Sources: www.independent.co.uk 11th September 2010
In the past century tiger populations have fallen by 95% with only around 3000 thought to exist in the wild today (between 800 and 1400 in India). Three sub-species of the tiger are already extinct: the Caspian, the Javanese, and the Balinese. Next week, the leaders of the the 13 ‘tiger-range’ countries meet to discuss the survival of the species in the future. There task is a difficult one. The trade in tiger parts for medicinal purposes, particularly in China, is rife and tiger habitats are at risk from continued human expansion. Corruption, poor education, and a sheer refusal to accept the reality of the situation all add to tiger’s bleak future prospects. The story of the Bengal Tiger in the Panna Tiger Reserve of Central India serves as a lesson in these matters. In 2002 there were 35 known tigers in the park. By 2005 park officials assured that the tiger population had ‘never been healthier’ but by 2007, a shocking consensus discovered that not a single Bengal Tiger existed in the park due to rampant poaching. However, in the next three years a new management team has been able to turn around the fortunes of the national park.
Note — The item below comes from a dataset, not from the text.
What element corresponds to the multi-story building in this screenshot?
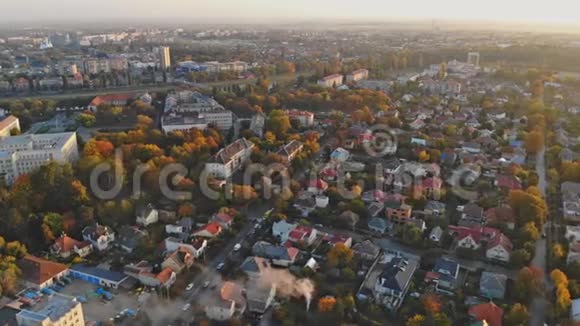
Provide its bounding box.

The land covers 542 km squared and 11 out of the 15 settlements within this area have been relocated. Tigers have been flown in to repopulate the area and at least one female has given birth so far.
Poaching is carried out by professionals from nomadic tribes with a tradition of hunting. Tigers are usually trapped then beaten to death rather than shot so that the pelt is kept intact. Soil is pushed into the tiger’s mouths or the mouth is stabbed with bamboo spears so that the tiger cannot cry out and alert park rangers. A tiger pelt and body parts fetch around £3,440. Gathering evidence to charge these poachers is very difficult but there have been some successes (read full article here).
Sources: new.nationalgeographic.com 2nd September 2010
Encroaching farmland is threatening several delicate ecosystems found in South Africa’s wetlands. Species such as the Cadiscus aquaticus daisy are at such risk that the International Union for the Conservation of Nature (IUCN) has placed them on the Red List of Threatened Species. South Africa is not the only country with threatened flora though as the IUCN’s Red List has grown from 5186 in 1998 to 8084 this year. The IUCN has also stated that more than 20% of Africa’s freshwater species are on the brink of extinction following a five year study of 5167 species.
With the world’s population growing at a relentless rate and changing climate conditions causing shortages in the world’s food supply, the expansion of farmland and the intensifying of fishing practices is not likely to end any time soon. Will such mechanisms as the Red List really prevent the expansion of agricultural lands? How else can delicate ecosystems be protected from human needs?